Pertanyaan Umum Seputar Perak
Perak adalah logam mulia yang banyak diperdagangkan di kalangan investor. Secara historis, perak telah digunakan sebagai penyimpan nilai dan alat tukar. Meskipun kurang populer dibandingkan Emas, investor dapat beralih ke Perak untuk mendiversifikasi portofolio investasi mereka, untuk nilai intrinsiknya atau sebagai lindung nilai potensial selama periode inflasi tinggi. Para investor dapat membeli Perak fisik, dalam bentuk koin-koin atau batangan, atau memperdagangkannya melalui sarana seperti Dana yang Diperdagangkan di Bursa, yang melacak harganya di pasar internasional.

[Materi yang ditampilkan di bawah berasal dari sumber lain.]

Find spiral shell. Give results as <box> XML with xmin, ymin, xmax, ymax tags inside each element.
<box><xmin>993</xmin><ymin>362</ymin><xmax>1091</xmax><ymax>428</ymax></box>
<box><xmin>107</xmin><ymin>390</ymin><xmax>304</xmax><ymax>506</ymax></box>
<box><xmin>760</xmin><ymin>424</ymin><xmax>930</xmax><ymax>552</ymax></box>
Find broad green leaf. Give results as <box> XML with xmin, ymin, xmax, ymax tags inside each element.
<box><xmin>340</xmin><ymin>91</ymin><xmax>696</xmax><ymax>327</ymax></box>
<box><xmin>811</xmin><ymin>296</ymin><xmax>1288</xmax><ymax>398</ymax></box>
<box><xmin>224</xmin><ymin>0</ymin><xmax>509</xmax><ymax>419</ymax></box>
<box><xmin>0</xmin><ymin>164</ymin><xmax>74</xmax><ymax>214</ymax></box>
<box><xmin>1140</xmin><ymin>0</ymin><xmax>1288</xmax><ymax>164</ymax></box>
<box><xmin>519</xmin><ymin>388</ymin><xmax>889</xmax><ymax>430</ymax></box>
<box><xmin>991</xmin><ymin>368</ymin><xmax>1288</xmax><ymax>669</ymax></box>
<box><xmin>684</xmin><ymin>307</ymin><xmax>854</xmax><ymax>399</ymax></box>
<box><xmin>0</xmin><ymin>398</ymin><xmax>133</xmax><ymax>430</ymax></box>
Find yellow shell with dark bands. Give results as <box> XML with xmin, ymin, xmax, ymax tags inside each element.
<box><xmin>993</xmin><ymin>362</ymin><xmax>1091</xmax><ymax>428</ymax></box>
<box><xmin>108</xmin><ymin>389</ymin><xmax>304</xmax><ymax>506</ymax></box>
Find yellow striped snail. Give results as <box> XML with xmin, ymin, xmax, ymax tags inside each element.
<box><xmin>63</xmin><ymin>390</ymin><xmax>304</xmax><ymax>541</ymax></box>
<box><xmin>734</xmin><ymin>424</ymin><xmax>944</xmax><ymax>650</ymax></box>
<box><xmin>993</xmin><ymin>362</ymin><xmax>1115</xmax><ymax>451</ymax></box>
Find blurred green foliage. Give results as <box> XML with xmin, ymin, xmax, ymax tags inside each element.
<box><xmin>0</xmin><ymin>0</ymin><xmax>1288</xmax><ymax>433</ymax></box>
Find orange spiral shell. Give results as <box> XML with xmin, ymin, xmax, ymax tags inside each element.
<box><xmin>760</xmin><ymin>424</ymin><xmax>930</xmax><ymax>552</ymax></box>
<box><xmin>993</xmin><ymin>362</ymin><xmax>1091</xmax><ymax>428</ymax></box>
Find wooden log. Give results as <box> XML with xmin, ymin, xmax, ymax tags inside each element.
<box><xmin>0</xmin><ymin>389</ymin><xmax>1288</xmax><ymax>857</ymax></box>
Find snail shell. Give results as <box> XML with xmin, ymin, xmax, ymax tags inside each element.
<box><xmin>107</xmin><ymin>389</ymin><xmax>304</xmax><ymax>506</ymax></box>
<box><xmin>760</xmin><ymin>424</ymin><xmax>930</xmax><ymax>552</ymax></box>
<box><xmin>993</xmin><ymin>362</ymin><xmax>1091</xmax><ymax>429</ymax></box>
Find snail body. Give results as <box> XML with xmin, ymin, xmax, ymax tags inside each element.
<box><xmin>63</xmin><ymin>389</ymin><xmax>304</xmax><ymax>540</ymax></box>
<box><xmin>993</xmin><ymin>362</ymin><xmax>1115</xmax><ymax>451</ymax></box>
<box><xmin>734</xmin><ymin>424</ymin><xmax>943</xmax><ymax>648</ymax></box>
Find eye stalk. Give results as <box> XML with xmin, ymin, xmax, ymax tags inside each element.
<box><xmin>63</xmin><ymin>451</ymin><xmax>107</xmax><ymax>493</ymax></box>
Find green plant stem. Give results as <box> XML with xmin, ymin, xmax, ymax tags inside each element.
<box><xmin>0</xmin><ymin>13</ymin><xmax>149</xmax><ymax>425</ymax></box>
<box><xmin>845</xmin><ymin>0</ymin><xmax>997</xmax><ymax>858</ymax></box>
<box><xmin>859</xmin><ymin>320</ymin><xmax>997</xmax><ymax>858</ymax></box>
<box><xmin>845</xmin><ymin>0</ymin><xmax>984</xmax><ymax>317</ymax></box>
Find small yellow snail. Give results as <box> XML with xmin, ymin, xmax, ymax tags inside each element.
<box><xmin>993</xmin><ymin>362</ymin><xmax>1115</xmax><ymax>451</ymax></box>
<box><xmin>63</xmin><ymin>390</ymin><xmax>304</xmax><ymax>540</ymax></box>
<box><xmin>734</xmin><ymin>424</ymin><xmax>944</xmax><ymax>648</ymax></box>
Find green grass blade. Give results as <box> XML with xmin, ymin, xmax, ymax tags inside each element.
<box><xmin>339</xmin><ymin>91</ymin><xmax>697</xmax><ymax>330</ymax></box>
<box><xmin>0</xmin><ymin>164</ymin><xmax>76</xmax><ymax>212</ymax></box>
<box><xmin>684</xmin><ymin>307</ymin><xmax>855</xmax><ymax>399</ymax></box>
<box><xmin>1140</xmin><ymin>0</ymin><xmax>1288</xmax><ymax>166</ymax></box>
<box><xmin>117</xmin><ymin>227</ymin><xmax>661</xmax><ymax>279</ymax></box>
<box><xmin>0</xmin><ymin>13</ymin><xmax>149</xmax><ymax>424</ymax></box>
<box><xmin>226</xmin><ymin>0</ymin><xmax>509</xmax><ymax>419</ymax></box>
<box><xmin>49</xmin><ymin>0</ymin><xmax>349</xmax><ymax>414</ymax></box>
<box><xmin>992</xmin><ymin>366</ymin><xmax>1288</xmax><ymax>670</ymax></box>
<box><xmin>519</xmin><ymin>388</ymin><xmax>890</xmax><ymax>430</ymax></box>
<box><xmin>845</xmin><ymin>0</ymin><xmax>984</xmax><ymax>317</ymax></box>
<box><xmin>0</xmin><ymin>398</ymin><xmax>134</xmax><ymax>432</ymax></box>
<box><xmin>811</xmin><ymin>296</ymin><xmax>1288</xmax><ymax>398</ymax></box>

Harga Perak dapat bergerak karena berbagai faktor. Ketidakstabilan geopolitik atau ketakutan akan resesi yang dalam dapat membuat harga Perak meningkat karena statusnya sebagai tempat berlindung yang aman, meskipun pada tingkat yang lebih rendah daripada Emas. Sebagai aset tanpa imbal hasil, Perak cenderung naik dengan suku bunga yang lebih rendah. Pergerakannya juga bergantung pada bagaimana Dolar AS (USD) berperilaku karena aset tersebut dihargai dalam dolar (XAG/USD). Dolar yang kuat cenderung menjaga harga Perak tetap stabil, sedangkan Dolar yang lemah cenderung mendorong harga naik. Faktor lain seperti permintaan investasi, pasokan pertambangan – Perak jauh lebih melimpah daripada Emas – dan tingkat daur ulang juga dapat memengaruhi harga.
Perak banyak digunakan dalam industri, khususnya di sektor-sektor seperti elektronik atau energi surya, karena memiliki salah satu konduktivitas listrik tertinggi dari semua logam – lebih dari Tembaga dan Emas. Lonjakan permintaan dapat meningkatkan harga, sementara penurunan cenderung menurunkannya. Dinamika ekonomi AS, Tiongkok, dan India juga dapat berkontribusi pada perubahan harga: bagi AS dan khususnya Tiongkok, sektor industri besar mereka menggunakan Perak dalam berbagai proses; di India, permintaan konsumen terhadap logam mulia ini yang digunakan dalam perhiasan juga memainkan peran penting dalam menentukan harga.
Harga Perak cenderung mengikuti pergerakan Emas. Ketika harga Emas naik, Perak biasanya mengikutinya, karena statusnya sebagai aset-aset safe haven serupa. Rasio Emas/Perak, yang menunjukkan jumlah ons Perak yang dibutuhkan untuk menyamakan nilai satu ons Emas, dapat membantu menentukan valuasi relatif antara kedua logam tersebut. Beberapa investor mungkin menganggap rasio yang tinggi sebagai indikator bahwa Perak dinilai terlalu rendah, atau Emas dinilai terlalu tinggi. Sebaliknya, rasio yang rendah mungkin menunjukkan bahwa Emas dinilai terlalu rendah relatif terhadap Perak.